How should we – patients, family, doctors – consider the careful balance in identifying patients who might benefit from less–rather than more– therapy?
It’s a tricky thing. After all, this so-called “de-escalation of therapy” comes with challenges for both patients, who may fear a recurrence and for doctors, who want to give their patients the best care.
But this is exactly challenge that Dr. Eric P. Winer currently studies, researches and acts on.
Dr. Winer has devoted his professional career to the treatment of individuals with breast cancer and breast cancer research. He has designed and led phase I, II, and III clinical trials. His current clinical trial investigates reducing post-surgery chemotherapy use in patients with excellent prognosis. This study will lay the groundwork for a large international trial aimed at reducing chemotherapy use in patients with good prognosis.
And as compelling and significant as the work he does is, as you’ll hear, Dr. Winer’s personal story is also compelling – and provides some context for how he thinks and who he is.
Some background: Dr.
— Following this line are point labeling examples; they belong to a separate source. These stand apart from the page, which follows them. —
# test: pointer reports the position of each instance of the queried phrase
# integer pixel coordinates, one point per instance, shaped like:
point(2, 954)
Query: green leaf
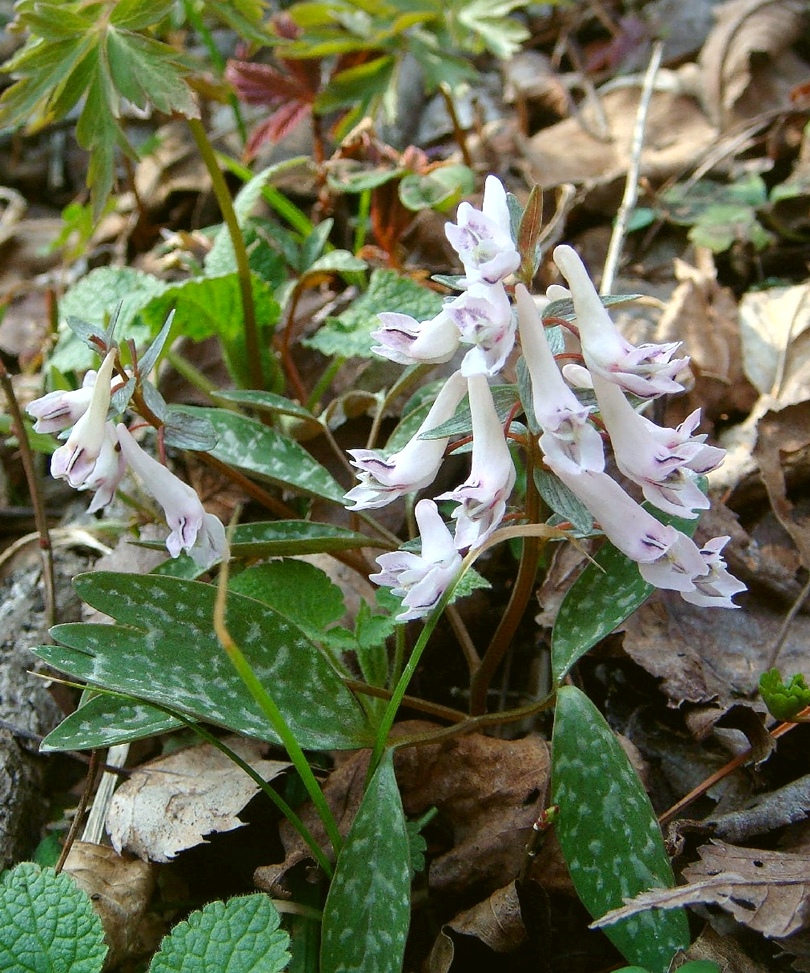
point(349, 334)
point(106, 720)
point(297, 590)
point(163, 650)
point(287, 537)
point(263, 452)
point(213, 306)
point(367, 911)
point(93, 300)
point(48, 923)
point(608, 832)
point(784, 699)
point(242, 935)
point(607, 592)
Winer is a Professor of Medicine at Harvard Medical School and, among other roles, Chief Clinical Strategy Officer; Chief of the Division of Women's Cancers; Chief of the Division of Breast Oncology Center at Susan F. Smith Center for Women's Cancers; and the Thompson Senior Investigator in Breast Cancer Research at Dana-Farber Cancer Institute. He is also a Member of the BCRF Scientific Advisory Board and has been a BCRF Investigator since 2003. Beyond these roles, Dr. Winer earned the 2019 Jill Rose Award for scientific excellence, as well as the 2019-2020 Westchester Women’s Award in honor of Marla Mehlman – about whom I’d like to add a personal note:
I know that most of the incredible listeners of this podcast have a personal connection to breast cancer. Many may have lost someone they loved. Among my connections was with Marla – a wonderful friend and better wife and mother to Jon and their three girls. I’m honored to present this conversation in her memory.
Chris Riback: Dr. Winer, thanks for joining me. I appreciate your time.
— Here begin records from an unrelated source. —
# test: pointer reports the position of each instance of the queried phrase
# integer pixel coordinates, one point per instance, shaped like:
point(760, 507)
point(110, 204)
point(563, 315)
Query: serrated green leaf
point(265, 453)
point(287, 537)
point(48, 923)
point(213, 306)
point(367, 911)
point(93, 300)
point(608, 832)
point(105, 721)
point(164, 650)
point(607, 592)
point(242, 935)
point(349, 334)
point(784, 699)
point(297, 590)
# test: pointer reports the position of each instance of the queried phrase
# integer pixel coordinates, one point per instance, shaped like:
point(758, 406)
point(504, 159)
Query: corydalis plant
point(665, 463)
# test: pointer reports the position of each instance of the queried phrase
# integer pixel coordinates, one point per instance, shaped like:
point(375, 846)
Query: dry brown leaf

Dr. Eric Winer: Thanks for having me.
Chris Riback: I have to begin with congratulations. You recently were inducted into the 2019 class of Giants of Cancer Care. Now you're the doctor, but I'm the communications guy. Have you thought about changing your business card and making it just Dr. Eric P. Winer, Giant?
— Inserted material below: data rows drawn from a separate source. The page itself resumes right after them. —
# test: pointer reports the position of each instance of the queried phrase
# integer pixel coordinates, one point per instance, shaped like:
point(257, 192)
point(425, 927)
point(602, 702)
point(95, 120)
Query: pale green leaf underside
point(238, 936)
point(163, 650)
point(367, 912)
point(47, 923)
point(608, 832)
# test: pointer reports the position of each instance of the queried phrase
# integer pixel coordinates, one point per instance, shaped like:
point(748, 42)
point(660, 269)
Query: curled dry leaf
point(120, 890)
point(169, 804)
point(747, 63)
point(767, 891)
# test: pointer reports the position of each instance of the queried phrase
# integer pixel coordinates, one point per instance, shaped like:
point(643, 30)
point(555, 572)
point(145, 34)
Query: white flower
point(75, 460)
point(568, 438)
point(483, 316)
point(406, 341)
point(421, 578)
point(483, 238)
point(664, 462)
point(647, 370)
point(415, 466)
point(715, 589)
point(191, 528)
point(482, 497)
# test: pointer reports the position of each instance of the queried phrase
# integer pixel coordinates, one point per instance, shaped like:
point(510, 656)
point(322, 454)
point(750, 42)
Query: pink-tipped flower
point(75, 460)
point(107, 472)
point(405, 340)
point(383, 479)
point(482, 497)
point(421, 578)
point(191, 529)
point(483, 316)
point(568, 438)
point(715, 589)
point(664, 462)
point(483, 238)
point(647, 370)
Dr. Eric Winer: I think I'll hold off for a little while on that one.
Chris Riback: A little bit? Okay. Just keep it in the back-
Dr. Eric Winer: Just a little bit. I don't know that I think of myself as any kind of giant. You know, there are a lot of people who spend a lot of time devoted to cancer and taking care of patients with cancer. Again, I'm just one of many.
Chris Riback: I know, there sure are, and I'm sure you don't. Let the record show, I was the one who put the idea out there. It had nothing to do... That was me, that was not you. But it looked like, you know, a terrific award.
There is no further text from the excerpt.